Kicking off the season will be The White Stag Quadrilogy (Feb. 12–27), written by Christopher Ford and Dakota Rose and produced by On the Rocks Theatre Company. Featuring Andrew Butler, Rebeca Miller, Derek Smith, Michelle Uranowitz, and Jaime Wright, The White Stag Quadrilogy chronicles Jerry Wolfert, a despised Hollywood figure, as he reinvents himself as a filmmaker.
Following is Repercussion (March 11–26), presented by Boomerang and Greg Saunier, a founding member of the band Deerhoof. Starring dancers Matty Davis and Adrian Galvin and choregraphed by Kora Radella, Repercussion uses movement and sound to explore the possibilities of the human body.
In Spermhood (May 13–28), written and performed by Mike Albo, Albo reflects on his experience as a sperm donor for a lesbian couple. Spermhood is based on the Kindle single Spermhood: Diary of a Donor.
Next will be the world premiere of Monstah Black’s Hyperbolic! The Last Spectacle (July 8-23). Commissioned by Dixon Place, Hyperbolic! The Last Spectacle uses music, theatre, dance, and fashion to imagine the last party on Earth. Choreographed by Diego Funes, Crisálida is an exploration of reflection and resolution.
Next is Spencer Lott’s Blossom (Sept. 9–24), which uses puppetry, sound design, projections, and more to visualizes dementia in a painter’s mind. Lott is a puppeteer and a resident artist at Jim Henson Foundation.
Following is My Old Man (Oct. 7–22), written and directed by Jess Barbagallo. The play depicts the highs and lows of “daddy” worship on small college campuses.

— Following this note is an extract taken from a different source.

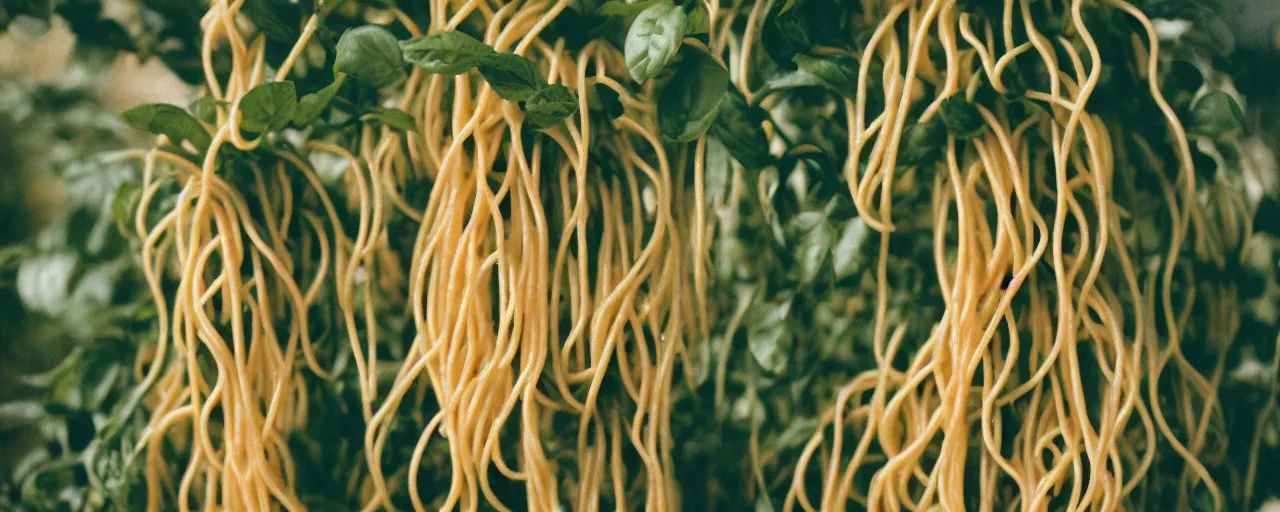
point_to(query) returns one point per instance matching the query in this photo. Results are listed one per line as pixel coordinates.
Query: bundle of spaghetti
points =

Next, performance artist John Fleck tells a story of taxidermy, transformation, and caged creatures in Blacktop Highway (Nov. 4–19). Inspired by classic horror films, the show uses video and movement.
Finally, KineticArtchitecture Dance Theatre will present Arie Davidson’s Wonder/Through the Looking Glass-Houses (Dec. 2–17). Starring Davidson as the White Rabbit, this production tells Lewis Carroll’s classic tales through violent reflection and taboo transformation.
Also part of the season will be Dixon Face/Watchplace (April 1), presented by Dixon Place and seven original members of Watchface. Watchface is a performance collective that was active from 1983 to 1991. This benefit will commemorate both the 30th anniversary of Dixon Place and the launch of Watchface Archives website.
Founded in 1986, Dixon Place produces original works of theatre, dance, music, puppetry, circus arts, literature, and visual arts in all stages of development.